そのため沢山子供をもうけるよう推奨され、教会も性に対して柔軟で、聖職者でも子作りをするように求められていた。
旅立つ前の晩
カイルは支度を整え終えた。
「さて、後は寝るだけだな!」
そこへ…
コンコン、と部屋のドアをノックする者がいました。
「こんな夜更けに誰だろう?」
ガチャとドアを開けると、そこに立っていたのは光の聖女様だった。
「どうなさったのですか聖女様?」
「夜分にごめんなさい…ちょっと良いかしら?」
「えぇ…どうぞ」
カイルは聖女を部屋に招き入れた
すると、彼女はカイルに駆け寄り抱きついた。
「せ、聖女様!?一体どうしたのですか?」
「私、とても怖いの…」
彼女の肩は震えていた
「本当は魔物と戦うなんて、とても怖いの」
「聖女様…」
カイルは優しく聖女を抱きしめる
「大丈夫です。僕が貴女の盾になり、矛になり貴女を守りますから」
「あぁ…カイル」
聖女はカイルの顔を見つめた
瞳が潤んでいる
「…あなたが好きよ」
「え?えぇえ⁉️」
聖女の告白に、驚くカイル
「キスして」
目をつむり、キスを待つ聖女
「こんな…こんな事…」
あり得ないと分かっていても、カイルは聖女の柔らかそうな唇に引き寄せられてしまう…
「聖女様!」
「あうん♡」
唇を重ね合う二人
そして、段々と激しく求め合う
『あぁ…夢のようだ、聖女様が僕を好きだなんて…』
聖女は舌をカイルの口内に差し入れた
『あぁ…聖女様の舌が僕の口の中に…うぐっ!?』
舌ではない!何かもっと太くて大きな物がカイルの口内に押し入って来たのだ。
「ぐうぅ‼️」
あまりの苦しさに、カイルは聖女から離れようとするが、聖女はまるで岩のようにカイルを抱き締めたまま動かない。
「!」
カイルが目を開いて聖女を見ると、そこにはカイルを抱きしめたまま動かなくなった泥人形がいた。
「うぐぐぐうぅ!」
そして泥人形の口から出てきたそれは、とうとうカイルの口内に入り込み、喉をこじ開け体の中に入っていった。

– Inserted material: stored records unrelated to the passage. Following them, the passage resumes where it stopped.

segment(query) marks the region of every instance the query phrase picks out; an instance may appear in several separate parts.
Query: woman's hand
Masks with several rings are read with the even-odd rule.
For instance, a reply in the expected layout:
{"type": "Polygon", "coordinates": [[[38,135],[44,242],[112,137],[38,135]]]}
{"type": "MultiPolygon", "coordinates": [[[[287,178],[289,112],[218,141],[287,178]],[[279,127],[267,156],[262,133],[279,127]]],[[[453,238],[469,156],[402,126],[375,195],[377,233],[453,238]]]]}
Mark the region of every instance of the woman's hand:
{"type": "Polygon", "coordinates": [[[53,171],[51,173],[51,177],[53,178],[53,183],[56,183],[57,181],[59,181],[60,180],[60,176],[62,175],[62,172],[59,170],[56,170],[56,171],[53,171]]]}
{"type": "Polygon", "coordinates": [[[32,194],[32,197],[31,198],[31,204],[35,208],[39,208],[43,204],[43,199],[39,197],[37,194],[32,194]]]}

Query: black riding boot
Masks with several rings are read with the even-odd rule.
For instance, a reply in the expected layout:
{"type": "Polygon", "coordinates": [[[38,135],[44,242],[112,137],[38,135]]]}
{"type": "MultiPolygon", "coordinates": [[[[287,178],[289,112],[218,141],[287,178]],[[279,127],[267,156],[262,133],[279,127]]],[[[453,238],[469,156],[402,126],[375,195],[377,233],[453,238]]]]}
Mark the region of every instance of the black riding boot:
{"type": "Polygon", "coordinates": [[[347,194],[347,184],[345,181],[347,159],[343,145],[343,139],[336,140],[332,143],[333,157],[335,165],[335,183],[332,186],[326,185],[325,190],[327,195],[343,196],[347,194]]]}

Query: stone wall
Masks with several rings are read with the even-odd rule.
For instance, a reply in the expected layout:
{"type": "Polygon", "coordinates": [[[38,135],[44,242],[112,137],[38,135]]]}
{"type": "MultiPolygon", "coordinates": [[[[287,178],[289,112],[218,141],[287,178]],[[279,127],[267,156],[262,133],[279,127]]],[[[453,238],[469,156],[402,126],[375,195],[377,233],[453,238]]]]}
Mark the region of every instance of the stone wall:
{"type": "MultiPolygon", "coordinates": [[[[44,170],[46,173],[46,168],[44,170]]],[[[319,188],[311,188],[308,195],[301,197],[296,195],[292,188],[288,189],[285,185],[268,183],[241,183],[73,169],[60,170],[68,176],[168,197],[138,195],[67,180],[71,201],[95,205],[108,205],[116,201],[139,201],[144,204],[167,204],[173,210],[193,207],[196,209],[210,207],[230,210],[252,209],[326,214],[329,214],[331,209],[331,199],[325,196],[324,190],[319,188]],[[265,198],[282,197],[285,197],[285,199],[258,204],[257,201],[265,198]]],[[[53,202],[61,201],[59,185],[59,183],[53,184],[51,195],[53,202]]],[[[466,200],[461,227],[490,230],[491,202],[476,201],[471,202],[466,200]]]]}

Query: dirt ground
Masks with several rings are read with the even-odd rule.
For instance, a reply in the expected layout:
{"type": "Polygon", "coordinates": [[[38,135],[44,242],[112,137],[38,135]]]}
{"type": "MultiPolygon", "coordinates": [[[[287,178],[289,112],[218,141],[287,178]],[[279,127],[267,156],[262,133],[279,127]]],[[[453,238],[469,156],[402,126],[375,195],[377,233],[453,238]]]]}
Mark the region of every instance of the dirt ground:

泥人形がボロボロと崩れ、カイルはその場に倒れ込み、苦しみ悶えている。
「あ…が…!…」
喉を塞がれ、息ができない、声も出せない。
首元を掻きむしり、身体は痙攣している。
しかし…
やがてカイルは動かなくなった。
その身体の内側からは、バリバリ、ガリガリと音がしていた。
…暫くすると、カイルは何事も無かったかのようにすっくと立ち上がった。
「…中々良い身体だ…多少魔法も使える様だな」
と、具合を確かめる様に身体を動かすカイル。
いやそれは元カイルだった者だ。
「泥人形と人間の区別もつかんとは…まったく情けない奴だ」
「フフフ…だからこそつけ入る隙が出来たのだ、ラルヴァよ。」
部屋の中にフードを被り顔を隠した何者かが入ってきた。
「まぁアンタが作った泥人形よりはマシだな、デーモンさんよ」
「…調子に乗るなよ、若造」
「凄むなよ、老体」
元カイルの手から魔法による光が溢れ出る
「ふん…まぁ良い、コントロールは完璧にできている様だな」
カイルの身体を乗っ取ったそいつは、ラルヴァと呼ばれる魔物だった。
ラルヴァは悪魔の幼体で、下級悪魔の素となる人頭の蛆虫、人間の身体に入り込み、乗っ取ってしまうのだ。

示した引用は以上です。